First Vice-président of the Regional Council of Pays-de-la-Loire in charge of economic development and innovation in the Region
- In office 2010–2015
- President: Jacques Auxiette

First Deputy Mayor of Sainte-Luce-sur-Loire
- In office 21 October 2007 – 30 March 2014
- Mayor: Bernard Aunette

Personal details
- Born: 1 September 1968 (age 57) Nantes, France
- Party: French Socialist Party EU Party of European Socialists
- Parent: Marie-Françoise Clergeau (mother)

= Christophe Clergeau =

French politician from the Socialist Party (born 1959)

Christophe Clergeau (born 1 September 1968) is a French politician from the Socialist Party.

On 2 June 2023, he became a Member of the European Parliament, replacing Éric Andrieu, who had resigned. He retained his seat following the 2024 European Parliament election. He has been a regional councillor for Pays de la Loire since 2004.

== Political career ==
Between 1991 and 1994 he chaired the Young Rocardians movement.

In 2004, he was elected regional councillor for Pays de la Loire when Jacques Auxiette won the 2004 French regional elections. In 2010, he was campaign manager for Jacques Auxiette during the 2010 French regional elections. He became 1st vice-president delegated to the economic development and innovation of the Pays de la Loire region. In 2008, he became 1st deputy mayor of Sainte-Luce. In 2014, he was 9th on the left list and was beaten in Sainte-Luce in a general context of defeat for the PS in the 2014 French municipal elections.

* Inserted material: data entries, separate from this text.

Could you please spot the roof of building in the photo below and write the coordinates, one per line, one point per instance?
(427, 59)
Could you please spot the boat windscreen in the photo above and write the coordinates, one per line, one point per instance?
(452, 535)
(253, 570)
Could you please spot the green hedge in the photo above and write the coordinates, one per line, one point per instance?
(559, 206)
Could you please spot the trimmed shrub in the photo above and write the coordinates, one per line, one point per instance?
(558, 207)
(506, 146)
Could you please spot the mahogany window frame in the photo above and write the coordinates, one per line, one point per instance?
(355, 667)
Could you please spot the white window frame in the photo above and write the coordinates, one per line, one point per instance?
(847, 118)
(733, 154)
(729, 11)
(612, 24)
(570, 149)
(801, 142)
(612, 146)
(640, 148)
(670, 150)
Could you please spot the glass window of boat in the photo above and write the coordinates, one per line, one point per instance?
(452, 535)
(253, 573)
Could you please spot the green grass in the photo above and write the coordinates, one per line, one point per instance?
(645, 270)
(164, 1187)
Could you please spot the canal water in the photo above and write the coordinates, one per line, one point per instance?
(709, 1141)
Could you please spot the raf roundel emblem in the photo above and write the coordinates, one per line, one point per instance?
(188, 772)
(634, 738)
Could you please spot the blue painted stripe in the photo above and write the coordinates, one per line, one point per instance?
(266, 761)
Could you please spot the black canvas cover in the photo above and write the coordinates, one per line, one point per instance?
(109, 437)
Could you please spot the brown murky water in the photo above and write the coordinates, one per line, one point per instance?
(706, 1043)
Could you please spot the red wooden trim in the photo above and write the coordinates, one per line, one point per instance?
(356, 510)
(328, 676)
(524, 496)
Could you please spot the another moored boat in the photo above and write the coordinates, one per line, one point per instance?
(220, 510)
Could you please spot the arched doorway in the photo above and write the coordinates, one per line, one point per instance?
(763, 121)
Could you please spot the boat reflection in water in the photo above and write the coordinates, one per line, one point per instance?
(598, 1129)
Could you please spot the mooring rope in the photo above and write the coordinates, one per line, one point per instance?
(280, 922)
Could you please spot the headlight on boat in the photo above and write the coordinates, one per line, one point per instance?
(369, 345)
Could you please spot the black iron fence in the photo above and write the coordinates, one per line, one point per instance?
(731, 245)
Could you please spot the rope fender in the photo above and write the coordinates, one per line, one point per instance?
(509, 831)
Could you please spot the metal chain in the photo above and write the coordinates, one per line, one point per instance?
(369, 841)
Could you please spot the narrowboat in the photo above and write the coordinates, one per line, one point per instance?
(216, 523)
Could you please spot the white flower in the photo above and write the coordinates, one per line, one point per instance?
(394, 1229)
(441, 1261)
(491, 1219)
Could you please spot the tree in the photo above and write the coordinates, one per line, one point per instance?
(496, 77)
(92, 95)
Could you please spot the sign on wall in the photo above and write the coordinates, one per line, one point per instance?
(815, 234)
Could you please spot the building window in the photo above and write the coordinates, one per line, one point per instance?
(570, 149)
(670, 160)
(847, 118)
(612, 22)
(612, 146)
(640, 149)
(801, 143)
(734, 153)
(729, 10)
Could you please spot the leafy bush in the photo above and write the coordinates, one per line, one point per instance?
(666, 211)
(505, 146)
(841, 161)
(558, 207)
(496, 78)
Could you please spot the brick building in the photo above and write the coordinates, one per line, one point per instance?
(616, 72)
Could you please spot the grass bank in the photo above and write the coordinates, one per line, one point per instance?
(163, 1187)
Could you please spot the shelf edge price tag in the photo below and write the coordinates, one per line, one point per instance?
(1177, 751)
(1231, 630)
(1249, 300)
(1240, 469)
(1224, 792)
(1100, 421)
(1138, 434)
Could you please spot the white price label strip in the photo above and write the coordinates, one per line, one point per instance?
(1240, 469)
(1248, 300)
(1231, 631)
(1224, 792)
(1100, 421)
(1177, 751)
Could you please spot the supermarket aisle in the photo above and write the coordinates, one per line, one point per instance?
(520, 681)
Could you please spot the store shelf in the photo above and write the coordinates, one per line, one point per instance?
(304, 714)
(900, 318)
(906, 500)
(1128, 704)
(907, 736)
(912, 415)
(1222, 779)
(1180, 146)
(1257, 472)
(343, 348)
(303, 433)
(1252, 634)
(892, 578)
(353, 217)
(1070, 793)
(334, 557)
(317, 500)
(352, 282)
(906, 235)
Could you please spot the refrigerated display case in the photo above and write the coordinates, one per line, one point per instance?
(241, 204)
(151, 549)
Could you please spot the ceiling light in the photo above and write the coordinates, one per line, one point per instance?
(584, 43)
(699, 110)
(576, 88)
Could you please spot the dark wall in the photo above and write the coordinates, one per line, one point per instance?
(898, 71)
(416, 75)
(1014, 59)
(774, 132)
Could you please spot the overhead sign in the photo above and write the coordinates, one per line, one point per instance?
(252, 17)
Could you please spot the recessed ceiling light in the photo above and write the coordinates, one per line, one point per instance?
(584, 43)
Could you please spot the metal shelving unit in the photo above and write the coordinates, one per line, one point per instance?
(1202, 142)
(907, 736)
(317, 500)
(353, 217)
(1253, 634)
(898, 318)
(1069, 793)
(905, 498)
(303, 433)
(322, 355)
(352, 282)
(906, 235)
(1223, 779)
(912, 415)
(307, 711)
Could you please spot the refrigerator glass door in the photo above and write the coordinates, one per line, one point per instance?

Christophe Clergeau has chaired the Union Régionale PS des Pays de la Loire since 2009. Since the summer of 2013, he has been a member of the Board of Directors of the French Agency for International Investments (AFII) and he represents the Regions within of the National Council for Ecological Transition.

He was vice-president of the Regional Council of Pays de la Loire between 2009 and 2015.

For the 2015 regional elections in Pays de la Loire, he led the PS- PRG -various ecologists union list, which obtained 25.75% in the first round, before merging with the EELV list to reach 37.56% in the second round, especially against Bruno Retailleau of The Republicans.

Since 2019, Clergeau has been National Secretary for Europe of the Socialist Party. In the 2019 European Parliament election in France, he was a candidate on the list but was not elected.

===Member of the European Parliament, 2023–present===
On 2 June 2023, Clergeau became a Member of the European Parliament, replacing Éric Andrieu, who resigned.

In parliament, Clergeau has been serving as a member on the Committee on Development as well as a substitute on the Committee on the Environment, Public Health and Food Safety, the Committee on Agriculture and Rural Development and the Subcommittee on Public Health. In this capacity, he has been his group’s rapporteur on a European Commission proposal to legalize new gene-editing technologies for crops (2023).

In addition to his committee assignments, Clergeau is part of the parliament’s delegations to the OACPS-EU Joint Parliamentary Assembly, to the Africa-EU Parliamentary Assembly and for relations with Mercosur.